Despite the successes of the last few years, the Australian venture capital market is relatively nascent, with only a few moderately large funds (i.e. with $200 million or more in AUM) presently active. In the last decade, the Australian venture capital market has seen only two years (2016 and 2018) that exceeded $1 billion in annual capital raised, a figure dwarfed by the sums raised for many single funds in the US. With a few notable exceptions, superannuation funds on the whole have been slow to move into the sector. And places like Silicon Valley and New York continue to beckon for Australia’s best and brightest to emigrate. Nevertheless, as someone who deployed capital as a VC in both of Australia’s prior attempts at creating a self-sustaining flywheel, this time feels different. Perhaps the third time will be the charm and the lucky country will once again earn its moniker.

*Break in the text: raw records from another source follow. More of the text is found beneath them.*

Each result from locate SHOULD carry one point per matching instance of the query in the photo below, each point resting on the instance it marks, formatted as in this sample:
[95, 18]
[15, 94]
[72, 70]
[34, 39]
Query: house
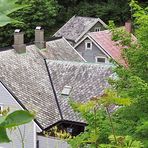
[60, 49]
[99, 47]
[78, 26]
[31, 81]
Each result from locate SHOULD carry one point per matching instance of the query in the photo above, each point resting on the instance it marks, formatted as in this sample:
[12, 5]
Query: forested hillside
[51, 14]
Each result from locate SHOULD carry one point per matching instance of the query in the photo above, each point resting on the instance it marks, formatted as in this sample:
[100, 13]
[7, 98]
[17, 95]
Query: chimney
[39, 37]
[128, 26]
[19, 45]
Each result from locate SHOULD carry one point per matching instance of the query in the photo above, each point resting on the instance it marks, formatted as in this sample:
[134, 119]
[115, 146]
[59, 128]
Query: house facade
[75, 29]
[98, 47]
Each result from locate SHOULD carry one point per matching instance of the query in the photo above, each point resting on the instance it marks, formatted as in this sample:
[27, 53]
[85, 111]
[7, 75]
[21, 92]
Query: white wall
[28, 130]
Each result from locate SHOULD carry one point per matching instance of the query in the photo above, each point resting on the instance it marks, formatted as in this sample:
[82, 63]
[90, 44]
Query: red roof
[104, 39]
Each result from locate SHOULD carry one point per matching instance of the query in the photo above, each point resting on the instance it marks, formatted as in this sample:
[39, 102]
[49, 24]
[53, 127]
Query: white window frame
[86, 47]
[100, 57]
[97, 29]
[66, 90]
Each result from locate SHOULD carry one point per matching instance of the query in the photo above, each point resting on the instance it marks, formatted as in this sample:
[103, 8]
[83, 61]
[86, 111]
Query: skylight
[66, 90]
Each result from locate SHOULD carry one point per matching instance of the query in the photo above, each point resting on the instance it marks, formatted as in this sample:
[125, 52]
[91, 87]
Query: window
[69, 130]
[88, 45]
[100, 59]
[97, 29]
[66, 90]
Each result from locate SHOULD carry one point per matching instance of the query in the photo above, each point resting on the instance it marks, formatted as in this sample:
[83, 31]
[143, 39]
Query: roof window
[100, 59]
[97, 29]
[88, 45]
[66, 90]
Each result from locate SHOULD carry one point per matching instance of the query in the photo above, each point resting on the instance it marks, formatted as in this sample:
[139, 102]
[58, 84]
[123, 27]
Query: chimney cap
[38, 28]
[17, 30]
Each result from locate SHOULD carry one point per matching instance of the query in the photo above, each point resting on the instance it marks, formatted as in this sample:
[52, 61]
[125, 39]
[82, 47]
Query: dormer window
[88, 45]
[97, 29]
[66, 90]
[100, 59]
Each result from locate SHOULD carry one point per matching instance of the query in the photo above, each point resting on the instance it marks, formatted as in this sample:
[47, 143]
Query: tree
[11, 120]
[37, 13]
[133, 81]
[97, 114]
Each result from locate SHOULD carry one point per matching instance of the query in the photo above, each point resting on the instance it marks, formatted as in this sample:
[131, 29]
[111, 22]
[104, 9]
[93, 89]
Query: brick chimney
[39, 37]
[128, 26]
[19, 45]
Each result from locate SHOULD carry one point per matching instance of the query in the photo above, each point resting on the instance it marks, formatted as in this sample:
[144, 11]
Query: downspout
[54, 92]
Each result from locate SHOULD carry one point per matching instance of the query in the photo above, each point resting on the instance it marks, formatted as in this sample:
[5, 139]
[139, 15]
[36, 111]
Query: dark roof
[60, 49]
[26, 75]
[77, 26]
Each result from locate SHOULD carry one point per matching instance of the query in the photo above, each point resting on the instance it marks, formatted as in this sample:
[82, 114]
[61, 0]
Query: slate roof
[60, 49]
[76, 27]
[27, 78]
[87, 80]
[104, 39]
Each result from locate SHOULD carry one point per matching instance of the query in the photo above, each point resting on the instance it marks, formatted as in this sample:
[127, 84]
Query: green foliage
[133, 81]
[96, 113]
[36, 13]
[6, 8]
[13, 119]
[123, 142]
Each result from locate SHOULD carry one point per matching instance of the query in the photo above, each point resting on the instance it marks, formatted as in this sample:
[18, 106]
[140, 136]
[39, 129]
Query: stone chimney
[39, 37]
[19, 45]
[128, 26]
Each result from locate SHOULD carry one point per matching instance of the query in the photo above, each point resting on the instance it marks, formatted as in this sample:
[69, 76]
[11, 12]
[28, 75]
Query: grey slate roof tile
[77, 26]
[87, 80]
[26, 76]
[60, 49]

Disclaimer: The opinions and analysis put forward in this article are those of Zebediah Rice personally and are not the views of King River Capital or its respective affiliates.
 There are various other factors (such as well-designed government regulations, service businesses with an expertise in tech and startups, a culture of risk-taking, supportive domestic stock exchanges, and formalized mentor networks for example) but none are as difficult to establish as these three and all of them arise naturally if you have the core three working properly.